Sabato, 20 Luglio 2024
Lo scontro

Giuseppe Conte contro Beppe Grillo e Virginia Raggi: è guerra nel M5S

L'ex premier risponde alle battute del fondatore e alle dichiarazioni dell'ex sindaca di Roma

"Abbiamo parlato a lungo, un'ora e mezza. Abbiamo scherzato, riso, l'ho lasciato in ottima forma. Assolutamente coinvolto e pimpante. Poi lasciamogli liberamente fare le battute che ritiene. A quella su Berlusconi, preferisco quella su Draghi grillino, anche se più dannosa per la comunità del Movimento 5 Stelle". Sono le parole del Presidente del Movimento 5 Stelle, Giuseppe Conte, in merito alle battute del fondatore Beppe Grillo, recitate durante uno spettacolo a Fiesole.

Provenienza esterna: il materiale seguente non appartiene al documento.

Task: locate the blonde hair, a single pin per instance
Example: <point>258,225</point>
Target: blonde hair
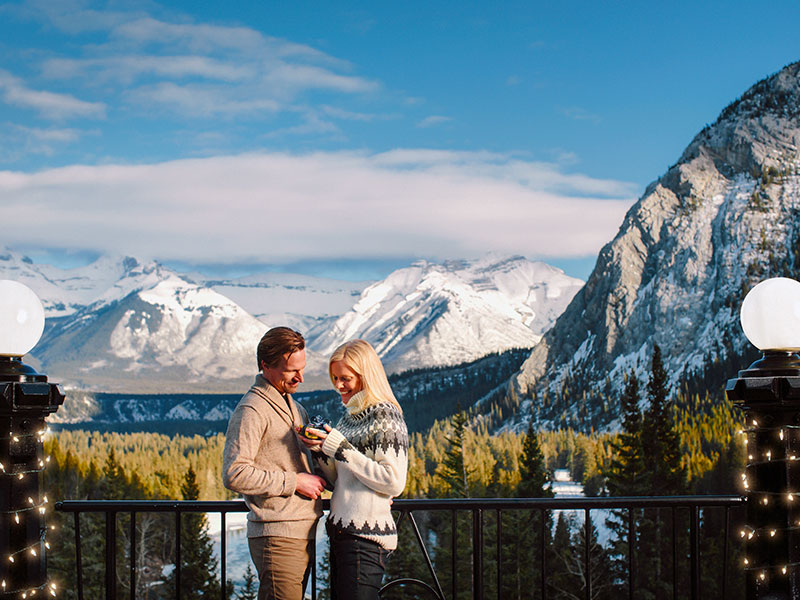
<point>362,359</point>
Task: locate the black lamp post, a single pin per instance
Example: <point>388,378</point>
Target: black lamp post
<point>26,398</point>
<point>769,393</point>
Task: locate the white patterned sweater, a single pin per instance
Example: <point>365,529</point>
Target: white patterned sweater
<point>366,458</point>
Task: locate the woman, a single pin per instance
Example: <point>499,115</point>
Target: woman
<point>366,458</point>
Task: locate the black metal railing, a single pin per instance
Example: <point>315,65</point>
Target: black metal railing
<point>406,509</point>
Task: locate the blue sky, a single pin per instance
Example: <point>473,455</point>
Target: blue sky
<point>349,138</point>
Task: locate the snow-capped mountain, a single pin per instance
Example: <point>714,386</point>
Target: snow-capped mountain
<point>171,332</point>
<point>118,325</point>
<point>298,301</point>
<point>442,314</point>
<point>64,292</point>
<point>726,216</point>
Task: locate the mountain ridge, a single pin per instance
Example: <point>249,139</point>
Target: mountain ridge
<point>723,217</point>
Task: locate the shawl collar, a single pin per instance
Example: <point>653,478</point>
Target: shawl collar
<point>291,416</point>
<point>276,401</point>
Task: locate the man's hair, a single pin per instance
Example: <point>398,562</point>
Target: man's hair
<point>277,343</point>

"Il destino del Movimento non è nelle mani di Grillo"

Battute a parte, le acque sono molto agitate. "Il destino del Movimento 5 Stelle - ha continuato Conte parlando con i cronisti in Transatlantico - non è nelle mani di Grillo, è nelle mani di un'intera comunità di uomini e donne che deciderà del suo futuro all'assemblea costituente del prossimo settembre. Questa riflessione è già iniziata: c'è stata l'assemblea congiunta, il consiglio nazionale, hanno parlato tutti. Abbiamo rinviato le decisioni all'assemblea costituente. Di essenziale qui non c'è la singola persona ma una comunità che ormai è fatta da gente seria, matura, che decide del proprio destino". 

Grillo attacca Conte: "Ha preso più voti Berlusconi da morto che lui da vivo"

Parole che sanno di sfida, come quelle con cui l'ex premier ha risposto anche alle affermazioni dell'ex sindaca di Roma, Virginia Raggi, che in un'intervista al Corsera ha criticato la scelta di posizionare il Movimento sul fronte progressista e ha chiesto un "ritorno alle origini" che rimetta i pentastellati in una posizione neutra, equidistanti dalla destra e dalla sinistra. "Che significa tornare alle origini? Significa restart? Rewind? Il contesto politico e sociale è completamente mutato e se non lo riesci a interpretare sei sempre più fuori", ha detto Conte che ha poi ribadito che il campo in cui posizionarsi è quello progressista, lanciando una frecciata a Raggi: "Se qualcuno ha inclinazioni di destra ne tragga le conseguenze".

M5S Europa: "Pieno sostegno a Conte"

E a confermare le tensioni interne, il posizionamento di alcuni esponenti vicini all'ex premier come il neoeletto eurodeputato ed ex presidente Inps, Pasquale Tridico che in una nota spiega che "Solo con Giuseppe Conte si rilancia il M5S" e la dichiarazione congiunta della delegazione grillina a Bruxelles: "Il nostro sostegno a Giuseppe Conte - spiegano gli eurodeputati - è unanime. Durante la campagna per le elezioni europee il Presidente si è personalmente speso con energia e determinazione per il Movimento 5 Stelle e noi non possiamo che esserne riconoscenti. Questo non è il momento delle polemiche, rimbocchiamoci piuttosto le maniche per rilanciare le nostre battaglie per la pace, il salario minimo e in difesa della Costituzione che la destra vuole picconare con l'autonomia differenziata e il premierato. Qualcuno vorrebbe darci per morti, ma noi siamo più forti e coesi di prima con la guida del Presidente Conte", concludono.